Evaluate LLM, RAG, and ML vulnerabilities in KNIME with new Giskard nodes

The main barrier to deploying GenAI applications in your company usually isn’t lack of use cases. Most of us can come up with a list of GenAI use cases longer than we could execute on. In most cases the main barrier is our inability to manage the risk of hallucination, bias, or inaccuracy with sufficient confidence. We need reliable AI, but how do we get there?

With KNIME’s new Giskard nodes, data workers have a simple way of checking any machine learning model, LLM, or RAG system for evidence of potential bias or hallucination.

Combined with KNIME’s visual step-by-step approach to data workflows, its AI gateway, and comprehensive governance features, it’s easier than ever to build and test LLMs.

Finally, your team and organization can have the confidence to scale GenAI use cases while managing the risk.

What is Giskard and how does it help?

Giskard is an open source Python library for testing, monitoring, and evaluating machine learning and AI models.

It offers a way to ensure machine learning solutions and GenAI applications relying on LLMs and RAG systems are reliable, fair, and robust.

Specifically, Giskard provides businesses with tools to automatically identify vulnerabilities, risks and biases in analytics applications. Vulnerabilities can harm customer trust, brand reputation, and lead to legal and regulatory disputes. Indeed, regulatory frameworks in the EU and USA now require stricter transparency and trustworthiness from AI providers, pushing businesses to enhance model risk management practices.

Giskard’s testing framework ensures scalable checks and deep reviews of LLM systems, while KNIME’s visual workflow builder allows you to make work transparent and auditable.

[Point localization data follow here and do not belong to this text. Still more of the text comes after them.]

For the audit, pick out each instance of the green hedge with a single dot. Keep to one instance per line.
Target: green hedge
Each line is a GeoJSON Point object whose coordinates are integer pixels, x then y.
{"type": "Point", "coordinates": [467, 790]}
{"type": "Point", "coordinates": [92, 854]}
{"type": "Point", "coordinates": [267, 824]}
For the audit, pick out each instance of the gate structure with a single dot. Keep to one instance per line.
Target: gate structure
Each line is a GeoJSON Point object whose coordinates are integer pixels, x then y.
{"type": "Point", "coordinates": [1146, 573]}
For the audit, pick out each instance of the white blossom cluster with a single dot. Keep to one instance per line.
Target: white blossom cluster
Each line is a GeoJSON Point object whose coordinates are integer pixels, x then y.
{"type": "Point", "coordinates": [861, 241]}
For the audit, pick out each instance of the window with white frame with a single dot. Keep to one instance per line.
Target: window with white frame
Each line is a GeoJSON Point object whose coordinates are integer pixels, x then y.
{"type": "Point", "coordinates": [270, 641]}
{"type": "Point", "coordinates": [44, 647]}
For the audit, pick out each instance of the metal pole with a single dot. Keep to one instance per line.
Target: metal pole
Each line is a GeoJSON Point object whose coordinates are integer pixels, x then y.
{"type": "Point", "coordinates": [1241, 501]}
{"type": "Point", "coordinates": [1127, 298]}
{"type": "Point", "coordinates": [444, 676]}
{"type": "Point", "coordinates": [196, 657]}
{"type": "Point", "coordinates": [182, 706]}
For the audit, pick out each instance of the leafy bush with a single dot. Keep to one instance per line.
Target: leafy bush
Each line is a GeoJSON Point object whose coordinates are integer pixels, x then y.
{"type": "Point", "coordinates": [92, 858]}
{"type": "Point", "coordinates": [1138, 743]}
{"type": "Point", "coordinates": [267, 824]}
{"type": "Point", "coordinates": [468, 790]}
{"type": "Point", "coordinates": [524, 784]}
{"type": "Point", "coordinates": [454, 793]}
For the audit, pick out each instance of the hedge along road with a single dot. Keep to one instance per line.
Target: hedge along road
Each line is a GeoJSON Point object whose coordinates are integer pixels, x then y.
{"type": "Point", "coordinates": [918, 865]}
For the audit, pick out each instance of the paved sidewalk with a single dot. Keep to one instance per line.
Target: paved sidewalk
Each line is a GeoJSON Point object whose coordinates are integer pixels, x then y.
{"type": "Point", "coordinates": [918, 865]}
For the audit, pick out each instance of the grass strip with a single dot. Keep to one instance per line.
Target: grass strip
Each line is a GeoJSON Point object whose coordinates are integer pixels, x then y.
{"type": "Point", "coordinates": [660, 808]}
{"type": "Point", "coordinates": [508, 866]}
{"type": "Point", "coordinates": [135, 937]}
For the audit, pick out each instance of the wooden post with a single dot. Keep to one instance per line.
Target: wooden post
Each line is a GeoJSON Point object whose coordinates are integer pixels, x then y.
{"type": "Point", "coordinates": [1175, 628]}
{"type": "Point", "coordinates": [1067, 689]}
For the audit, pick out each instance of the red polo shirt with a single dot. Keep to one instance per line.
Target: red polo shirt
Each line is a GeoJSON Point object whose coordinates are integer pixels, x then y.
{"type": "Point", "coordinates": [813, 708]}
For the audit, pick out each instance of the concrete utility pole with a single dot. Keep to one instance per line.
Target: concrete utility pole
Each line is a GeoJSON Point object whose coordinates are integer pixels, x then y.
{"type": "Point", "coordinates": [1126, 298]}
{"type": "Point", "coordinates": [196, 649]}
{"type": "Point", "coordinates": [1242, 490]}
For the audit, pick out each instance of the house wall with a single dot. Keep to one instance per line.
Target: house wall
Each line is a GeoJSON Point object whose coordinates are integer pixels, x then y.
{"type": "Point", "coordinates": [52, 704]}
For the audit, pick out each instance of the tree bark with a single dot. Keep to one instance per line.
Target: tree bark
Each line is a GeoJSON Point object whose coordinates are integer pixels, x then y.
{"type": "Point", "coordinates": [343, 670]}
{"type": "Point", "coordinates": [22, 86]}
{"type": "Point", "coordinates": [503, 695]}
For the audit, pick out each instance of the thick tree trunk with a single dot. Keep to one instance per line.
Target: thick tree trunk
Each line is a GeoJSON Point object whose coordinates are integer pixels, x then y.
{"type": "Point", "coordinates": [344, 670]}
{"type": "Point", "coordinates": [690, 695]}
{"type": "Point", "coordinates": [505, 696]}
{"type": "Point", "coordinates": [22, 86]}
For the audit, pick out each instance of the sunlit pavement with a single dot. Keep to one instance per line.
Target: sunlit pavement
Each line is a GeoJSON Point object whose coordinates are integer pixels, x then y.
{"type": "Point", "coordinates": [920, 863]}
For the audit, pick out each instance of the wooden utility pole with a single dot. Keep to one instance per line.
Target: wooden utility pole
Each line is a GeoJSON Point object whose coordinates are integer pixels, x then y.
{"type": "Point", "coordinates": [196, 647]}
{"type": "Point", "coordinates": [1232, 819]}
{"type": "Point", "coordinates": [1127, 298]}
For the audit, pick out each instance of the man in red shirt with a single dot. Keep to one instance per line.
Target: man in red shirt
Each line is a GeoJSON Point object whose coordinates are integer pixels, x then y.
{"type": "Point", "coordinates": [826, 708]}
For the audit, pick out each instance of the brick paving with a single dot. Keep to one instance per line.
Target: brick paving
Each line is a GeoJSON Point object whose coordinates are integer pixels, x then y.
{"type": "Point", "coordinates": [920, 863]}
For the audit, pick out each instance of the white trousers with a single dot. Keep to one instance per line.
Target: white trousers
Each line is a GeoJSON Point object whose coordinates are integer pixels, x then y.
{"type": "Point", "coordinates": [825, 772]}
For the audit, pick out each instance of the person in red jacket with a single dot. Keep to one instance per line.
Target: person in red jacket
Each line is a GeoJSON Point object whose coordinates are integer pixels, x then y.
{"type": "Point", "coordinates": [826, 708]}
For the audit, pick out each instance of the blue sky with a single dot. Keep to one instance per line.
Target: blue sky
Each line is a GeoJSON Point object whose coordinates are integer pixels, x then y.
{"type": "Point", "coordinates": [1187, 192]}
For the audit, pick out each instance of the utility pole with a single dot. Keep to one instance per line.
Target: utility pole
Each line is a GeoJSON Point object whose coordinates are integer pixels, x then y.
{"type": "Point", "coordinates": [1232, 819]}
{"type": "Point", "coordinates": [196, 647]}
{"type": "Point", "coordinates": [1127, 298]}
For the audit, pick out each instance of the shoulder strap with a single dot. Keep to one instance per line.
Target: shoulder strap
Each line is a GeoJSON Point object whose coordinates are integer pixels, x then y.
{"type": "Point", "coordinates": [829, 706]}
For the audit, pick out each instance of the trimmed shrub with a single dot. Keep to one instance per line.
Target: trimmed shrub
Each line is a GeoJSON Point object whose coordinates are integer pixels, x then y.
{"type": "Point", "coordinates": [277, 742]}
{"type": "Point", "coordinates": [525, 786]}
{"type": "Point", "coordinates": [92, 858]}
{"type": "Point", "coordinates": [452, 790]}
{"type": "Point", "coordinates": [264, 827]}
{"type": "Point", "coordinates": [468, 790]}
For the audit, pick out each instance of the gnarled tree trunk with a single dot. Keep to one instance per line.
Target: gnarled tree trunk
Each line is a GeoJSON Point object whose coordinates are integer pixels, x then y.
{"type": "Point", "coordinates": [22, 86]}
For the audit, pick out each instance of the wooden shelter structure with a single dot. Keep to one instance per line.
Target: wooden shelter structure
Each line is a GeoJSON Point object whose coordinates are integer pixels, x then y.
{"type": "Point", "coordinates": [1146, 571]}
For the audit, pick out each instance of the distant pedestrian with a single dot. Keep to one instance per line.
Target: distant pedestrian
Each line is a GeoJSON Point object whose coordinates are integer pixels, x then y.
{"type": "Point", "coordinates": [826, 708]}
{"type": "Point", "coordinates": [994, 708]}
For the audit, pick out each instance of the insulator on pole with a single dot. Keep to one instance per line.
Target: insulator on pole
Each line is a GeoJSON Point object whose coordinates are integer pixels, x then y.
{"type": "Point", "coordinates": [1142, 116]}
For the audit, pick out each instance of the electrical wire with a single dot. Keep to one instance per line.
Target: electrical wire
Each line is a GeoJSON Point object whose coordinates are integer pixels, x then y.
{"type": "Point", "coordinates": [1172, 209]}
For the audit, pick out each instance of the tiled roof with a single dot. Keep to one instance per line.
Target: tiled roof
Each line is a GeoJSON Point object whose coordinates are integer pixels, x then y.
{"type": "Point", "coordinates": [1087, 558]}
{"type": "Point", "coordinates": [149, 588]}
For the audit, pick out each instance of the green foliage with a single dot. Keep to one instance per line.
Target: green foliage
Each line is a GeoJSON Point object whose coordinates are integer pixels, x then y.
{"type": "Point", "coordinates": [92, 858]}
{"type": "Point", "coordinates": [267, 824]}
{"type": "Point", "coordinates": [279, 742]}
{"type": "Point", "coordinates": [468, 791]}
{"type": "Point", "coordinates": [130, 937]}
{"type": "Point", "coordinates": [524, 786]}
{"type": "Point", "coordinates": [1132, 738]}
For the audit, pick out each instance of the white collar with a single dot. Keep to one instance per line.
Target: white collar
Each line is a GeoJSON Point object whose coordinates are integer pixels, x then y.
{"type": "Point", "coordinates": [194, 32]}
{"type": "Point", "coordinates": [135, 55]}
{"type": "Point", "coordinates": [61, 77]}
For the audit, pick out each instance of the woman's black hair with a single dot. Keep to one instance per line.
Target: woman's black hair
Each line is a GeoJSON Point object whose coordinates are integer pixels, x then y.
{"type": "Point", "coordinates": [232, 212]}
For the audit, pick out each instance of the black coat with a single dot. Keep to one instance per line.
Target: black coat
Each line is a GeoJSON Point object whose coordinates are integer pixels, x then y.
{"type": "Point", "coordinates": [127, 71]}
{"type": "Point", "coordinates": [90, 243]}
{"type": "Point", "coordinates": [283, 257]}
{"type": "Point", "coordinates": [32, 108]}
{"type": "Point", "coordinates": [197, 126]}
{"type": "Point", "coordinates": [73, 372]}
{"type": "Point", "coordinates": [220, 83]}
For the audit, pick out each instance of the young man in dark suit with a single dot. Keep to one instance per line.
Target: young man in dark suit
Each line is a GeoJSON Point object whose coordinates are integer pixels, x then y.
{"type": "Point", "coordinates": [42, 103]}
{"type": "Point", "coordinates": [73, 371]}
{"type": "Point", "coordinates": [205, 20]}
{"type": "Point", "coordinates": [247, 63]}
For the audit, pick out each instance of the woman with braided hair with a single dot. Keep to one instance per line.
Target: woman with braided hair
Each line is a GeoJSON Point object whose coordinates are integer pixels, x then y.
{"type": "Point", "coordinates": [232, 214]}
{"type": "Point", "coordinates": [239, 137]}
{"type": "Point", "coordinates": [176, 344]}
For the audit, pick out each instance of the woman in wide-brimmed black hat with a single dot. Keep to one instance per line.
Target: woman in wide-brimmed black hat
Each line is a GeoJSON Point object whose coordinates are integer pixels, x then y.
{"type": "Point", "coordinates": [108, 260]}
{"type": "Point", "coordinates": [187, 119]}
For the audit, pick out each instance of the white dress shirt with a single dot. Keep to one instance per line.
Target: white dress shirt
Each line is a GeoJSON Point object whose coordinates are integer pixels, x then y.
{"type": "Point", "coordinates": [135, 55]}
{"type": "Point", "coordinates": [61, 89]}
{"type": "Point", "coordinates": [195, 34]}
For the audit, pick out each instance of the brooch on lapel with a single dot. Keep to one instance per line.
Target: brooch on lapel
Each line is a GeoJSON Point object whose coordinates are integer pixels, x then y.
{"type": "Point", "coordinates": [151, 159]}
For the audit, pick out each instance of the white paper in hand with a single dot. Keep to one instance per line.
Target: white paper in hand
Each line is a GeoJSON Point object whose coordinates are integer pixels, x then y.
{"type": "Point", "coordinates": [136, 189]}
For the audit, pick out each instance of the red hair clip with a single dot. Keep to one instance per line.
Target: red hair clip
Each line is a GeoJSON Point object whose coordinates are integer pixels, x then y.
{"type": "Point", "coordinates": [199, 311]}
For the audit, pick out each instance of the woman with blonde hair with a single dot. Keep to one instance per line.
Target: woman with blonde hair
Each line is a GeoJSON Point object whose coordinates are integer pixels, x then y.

Combined, these features support you in implementing strong AI governance practices before deployment.

How can you use Giskard with KNIME?

KNIME now has a collection of free-to-use Giskard nodes that each help you detect vulnerabilities in your models, such as potential hallucination and bias. Without the need of writing a single line of code.

You can include the Giskard ML, LLM, and RAGET nodes in your KNIME workflows to evaluate models and analyze the results as part of continuous deployment of data science processes.

When using one of the Giskard nodes, you will be able to see a report in the node monitor view highlighting potential vulnerabilities of your ML model, large language model, or effectiveness of RAG systems. Depending on whether you’re evaluating traditional ML models or LLMs, detectable vulnerabilities may range (partial list) from spurious correlation, performance bias, and data leakage, to hallucinations, harmful content and robustness level, respectively.
The different Giskard nodes allow evaluation of different use-cases and applications. The Giskard ML Scanner can be used for classification and regression tasks, the Giskard LLM Scanner for text generation use-cases, and the RAGET Test Set Generator and RAGET Evaluator nodes for RAG systems.

After evaluating the results in Giskard you can then make a decision on whether your model, input features, prompt, or RAG components need fine-tuning to reach a set of results within a desired accuracy or bias range.

📌Traditional ML models: Take a look at these example workflows to see first-hand how the Giskard ML Scanner node can be used.

📌LLMs and RAG: Take a look at these example workflows to see first-hand the Giskard LLM Scanner and Giskard RAGET nodes in action.

What new Giskard nodes are available?

Let’s take a look at the different open source Giskard nodes offered in KNIME so you can get a feel of what they offer and which ones are right for your use case.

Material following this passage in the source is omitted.